Yesterday was awesome. I spent time with a dear friend of mine who is having a baby, I’m so excited. I know this must be how my bff, Nicole must have felt when I was pregnant. I feel so incredibly blessed to be surrounded by the wonderful people I’m surrounding by. I honestly have the most thoughtful, loving friends and I cannot imagine my life without them.
I mention this because with my new job I have been evaluating the fact that my education did matter (you need a degree for the job, my previous position was a learn as you go, no degree required position). However, I still feel that the most amazing part of my education was the people I met along the way. I met Nicole and Joanna and all my other very close friends in school. I realize now, more then ever, how important relationships are and how that the older you get and when you have children how your time becomes stretched so thin… You can barely make the time to cook dinner let alone plan girl time (which I realize needs to start taking a much higher priority, I miss my friends). I also realize that these two wonderful ladies and I will always share something so special… Our boys.
In these early years of their lives (Jackson will be the oldest by a 1 year and 1/4ish, Evan will be older then the youngest by just shy of a year, but they all will be born within 2 1/2 years of each other) we will all be gushing about our loving boys, and we will be able to talk about their stages and what they are doing.
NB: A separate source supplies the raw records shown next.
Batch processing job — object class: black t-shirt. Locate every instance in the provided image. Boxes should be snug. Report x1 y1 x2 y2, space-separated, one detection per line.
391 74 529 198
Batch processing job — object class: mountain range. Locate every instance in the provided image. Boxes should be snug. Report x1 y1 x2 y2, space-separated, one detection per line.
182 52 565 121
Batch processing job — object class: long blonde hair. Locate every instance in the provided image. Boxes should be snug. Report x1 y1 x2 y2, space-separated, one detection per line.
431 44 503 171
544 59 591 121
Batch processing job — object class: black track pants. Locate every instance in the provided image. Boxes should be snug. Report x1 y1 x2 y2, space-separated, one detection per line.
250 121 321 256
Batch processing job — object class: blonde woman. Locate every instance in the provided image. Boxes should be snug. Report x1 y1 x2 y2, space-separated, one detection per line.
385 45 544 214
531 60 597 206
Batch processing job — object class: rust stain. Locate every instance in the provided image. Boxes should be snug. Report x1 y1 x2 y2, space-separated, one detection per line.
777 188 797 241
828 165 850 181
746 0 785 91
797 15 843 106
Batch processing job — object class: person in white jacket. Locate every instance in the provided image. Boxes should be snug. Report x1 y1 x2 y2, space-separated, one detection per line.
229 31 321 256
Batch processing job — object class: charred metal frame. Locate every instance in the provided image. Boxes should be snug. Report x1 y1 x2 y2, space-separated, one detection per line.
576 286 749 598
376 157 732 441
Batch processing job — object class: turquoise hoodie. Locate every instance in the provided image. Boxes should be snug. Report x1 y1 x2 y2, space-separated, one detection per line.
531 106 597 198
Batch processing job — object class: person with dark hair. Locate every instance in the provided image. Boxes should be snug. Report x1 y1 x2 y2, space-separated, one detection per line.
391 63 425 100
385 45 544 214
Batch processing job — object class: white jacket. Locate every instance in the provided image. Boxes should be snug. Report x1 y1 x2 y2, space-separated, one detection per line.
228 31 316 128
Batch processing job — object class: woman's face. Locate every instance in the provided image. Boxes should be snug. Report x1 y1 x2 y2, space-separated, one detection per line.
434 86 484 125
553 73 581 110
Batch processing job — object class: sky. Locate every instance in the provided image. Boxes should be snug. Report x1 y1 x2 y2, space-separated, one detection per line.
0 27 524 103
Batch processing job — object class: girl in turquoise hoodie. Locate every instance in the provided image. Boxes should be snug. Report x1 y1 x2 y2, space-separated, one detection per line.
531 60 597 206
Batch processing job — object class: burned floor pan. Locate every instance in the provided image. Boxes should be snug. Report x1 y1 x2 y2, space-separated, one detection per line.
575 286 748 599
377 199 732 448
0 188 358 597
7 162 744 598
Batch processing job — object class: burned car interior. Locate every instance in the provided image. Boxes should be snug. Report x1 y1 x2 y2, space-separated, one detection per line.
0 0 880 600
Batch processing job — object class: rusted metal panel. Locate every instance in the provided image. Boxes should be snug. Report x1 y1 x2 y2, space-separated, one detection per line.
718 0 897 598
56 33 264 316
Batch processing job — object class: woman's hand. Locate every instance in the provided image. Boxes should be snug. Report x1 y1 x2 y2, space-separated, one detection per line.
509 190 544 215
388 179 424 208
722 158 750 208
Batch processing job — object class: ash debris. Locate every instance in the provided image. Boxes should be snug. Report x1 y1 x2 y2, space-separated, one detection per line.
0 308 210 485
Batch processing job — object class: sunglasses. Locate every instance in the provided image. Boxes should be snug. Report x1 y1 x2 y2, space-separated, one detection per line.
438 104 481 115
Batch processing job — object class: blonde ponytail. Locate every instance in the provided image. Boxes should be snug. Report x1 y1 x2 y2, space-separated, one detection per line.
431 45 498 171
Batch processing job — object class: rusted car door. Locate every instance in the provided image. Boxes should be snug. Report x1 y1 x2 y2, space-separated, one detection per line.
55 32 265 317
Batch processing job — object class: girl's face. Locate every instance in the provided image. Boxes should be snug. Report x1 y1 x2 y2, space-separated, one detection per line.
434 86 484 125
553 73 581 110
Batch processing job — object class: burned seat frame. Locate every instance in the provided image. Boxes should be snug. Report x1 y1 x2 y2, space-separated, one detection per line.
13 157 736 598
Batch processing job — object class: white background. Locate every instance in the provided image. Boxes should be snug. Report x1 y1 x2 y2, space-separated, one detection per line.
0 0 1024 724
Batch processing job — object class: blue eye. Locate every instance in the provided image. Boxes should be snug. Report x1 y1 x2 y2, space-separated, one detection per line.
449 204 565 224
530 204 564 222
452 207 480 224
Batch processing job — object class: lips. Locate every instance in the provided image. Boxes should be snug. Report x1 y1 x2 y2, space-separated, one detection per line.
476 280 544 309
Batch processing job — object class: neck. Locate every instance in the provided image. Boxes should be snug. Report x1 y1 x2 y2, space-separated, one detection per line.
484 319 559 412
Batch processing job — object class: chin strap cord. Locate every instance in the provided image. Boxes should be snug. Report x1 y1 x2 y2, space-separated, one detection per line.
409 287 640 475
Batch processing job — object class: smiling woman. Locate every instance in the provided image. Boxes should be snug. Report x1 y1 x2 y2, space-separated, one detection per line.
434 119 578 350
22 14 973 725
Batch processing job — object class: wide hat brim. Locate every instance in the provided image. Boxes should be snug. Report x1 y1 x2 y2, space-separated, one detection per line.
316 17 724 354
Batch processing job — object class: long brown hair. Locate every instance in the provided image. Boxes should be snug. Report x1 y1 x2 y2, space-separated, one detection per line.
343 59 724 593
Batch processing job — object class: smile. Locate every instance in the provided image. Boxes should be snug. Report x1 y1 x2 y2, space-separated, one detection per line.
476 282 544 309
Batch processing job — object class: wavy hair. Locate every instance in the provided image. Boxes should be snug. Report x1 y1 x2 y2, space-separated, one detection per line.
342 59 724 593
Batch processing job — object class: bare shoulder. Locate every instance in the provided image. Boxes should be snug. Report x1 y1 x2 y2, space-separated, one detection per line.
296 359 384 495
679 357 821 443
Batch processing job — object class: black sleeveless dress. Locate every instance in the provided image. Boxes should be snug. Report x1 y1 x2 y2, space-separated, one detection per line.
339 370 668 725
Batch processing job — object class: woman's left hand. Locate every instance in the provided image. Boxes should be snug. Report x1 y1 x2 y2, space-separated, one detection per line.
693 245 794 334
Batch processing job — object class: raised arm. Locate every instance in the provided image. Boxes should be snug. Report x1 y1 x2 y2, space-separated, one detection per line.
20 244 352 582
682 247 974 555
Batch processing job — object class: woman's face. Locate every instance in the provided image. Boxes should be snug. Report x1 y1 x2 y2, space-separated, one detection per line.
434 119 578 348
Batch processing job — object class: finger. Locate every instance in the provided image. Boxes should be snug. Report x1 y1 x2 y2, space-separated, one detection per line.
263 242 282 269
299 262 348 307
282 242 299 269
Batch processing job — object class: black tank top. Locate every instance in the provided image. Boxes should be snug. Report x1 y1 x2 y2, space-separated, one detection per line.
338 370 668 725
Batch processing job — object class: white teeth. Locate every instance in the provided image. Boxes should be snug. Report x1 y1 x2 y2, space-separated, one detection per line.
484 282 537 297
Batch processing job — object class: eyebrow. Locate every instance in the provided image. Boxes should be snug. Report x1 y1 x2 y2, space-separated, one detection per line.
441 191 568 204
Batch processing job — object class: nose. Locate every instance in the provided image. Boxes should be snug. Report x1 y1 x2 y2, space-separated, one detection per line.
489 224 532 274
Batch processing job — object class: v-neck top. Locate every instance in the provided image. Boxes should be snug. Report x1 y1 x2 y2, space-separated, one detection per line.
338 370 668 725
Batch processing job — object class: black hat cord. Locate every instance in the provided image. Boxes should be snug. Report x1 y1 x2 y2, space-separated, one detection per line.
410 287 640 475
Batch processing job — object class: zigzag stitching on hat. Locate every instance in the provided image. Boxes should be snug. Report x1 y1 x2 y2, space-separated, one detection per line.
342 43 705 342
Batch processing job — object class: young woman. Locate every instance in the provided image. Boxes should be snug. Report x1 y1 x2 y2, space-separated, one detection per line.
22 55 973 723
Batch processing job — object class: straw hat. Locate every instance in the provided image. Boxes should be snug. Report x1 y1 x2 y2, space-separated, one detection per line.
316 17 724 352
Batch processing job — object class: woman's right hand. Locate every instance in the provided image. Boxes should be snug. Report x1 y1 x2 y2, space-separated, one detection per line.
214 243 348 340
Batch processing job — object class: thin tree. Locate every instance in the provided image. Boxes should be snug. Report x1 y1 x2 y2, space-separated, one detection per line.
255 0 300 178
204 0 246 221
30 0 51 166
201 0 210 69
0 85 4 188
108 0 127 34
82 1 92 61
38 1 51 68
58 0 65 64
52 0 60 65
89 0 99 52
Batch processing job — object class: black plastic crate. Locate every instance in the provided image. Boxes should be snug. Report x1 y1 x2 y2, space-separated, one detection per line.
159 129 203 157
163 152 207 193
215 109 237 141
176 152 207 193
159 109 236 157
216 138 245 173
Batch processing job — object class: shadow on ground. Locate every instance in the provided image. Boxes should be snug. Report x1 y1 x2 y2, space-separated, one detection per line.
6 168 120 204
As they get older, we will be able to complain to each other about how they are becoming too independent .. We will be able to complain about their girlfriends and celebrate their achievements, we will be able to cry together about how fast they grow… It truly is such a blessing because no one understands until you have children the fierce love you have for them and I feel lucky to have shared so much with these ladies and look forward to those moments where we just understand where each other is coming from, I mean it is crazy, but deaths, graduations, engagements weddings, first babies, jobs, teacher-training HUGE life events I have been able to share with them and even if we don’t see each other even monthly I know they love me just as fiercely as I love them.
Why the friend love? Because I feel lucky. I’ve been so sick the past month and a half with my rib injury and with this cough that I feel like I will have for the rest of my life, and through it I still get that message on fb or that text and it just feels good, I feel the love and sometimes I don’t think I can adequately express how much those couple sentences mean, or the simple text of “Hey I knew you would understand/appreciate this” even the “can you believe this?” messages make me happy because I know that even if I can’t respond right away they thought of me the way I think of them, a friend to talk to, to just get things off my chest to.
When you have a baby your world is taken over by them. With all my new roles I feel like I’m finally starting to figure things out, and I don’t know if my friends realize how much they mean to me so a new goal of mine is going to be to reach out more, and it might be a slow go for now but it is a goal. ❤
Healthy relationships are so important, and it took me a long time to weed out toxic ones from my life, I still have difficulty with it – I want to stay friends with everyone but now with family and work and everything, I realize those toxic relationships really are not worth it. The ones that are? The ones I have, I hope all my friends know that I love them and feel so lucky to share their excitement, sadness, life events… ❤
Hug people, love people, take pictures and write notes. <<<< my few words of wisdom on this beautiful Sunday morning.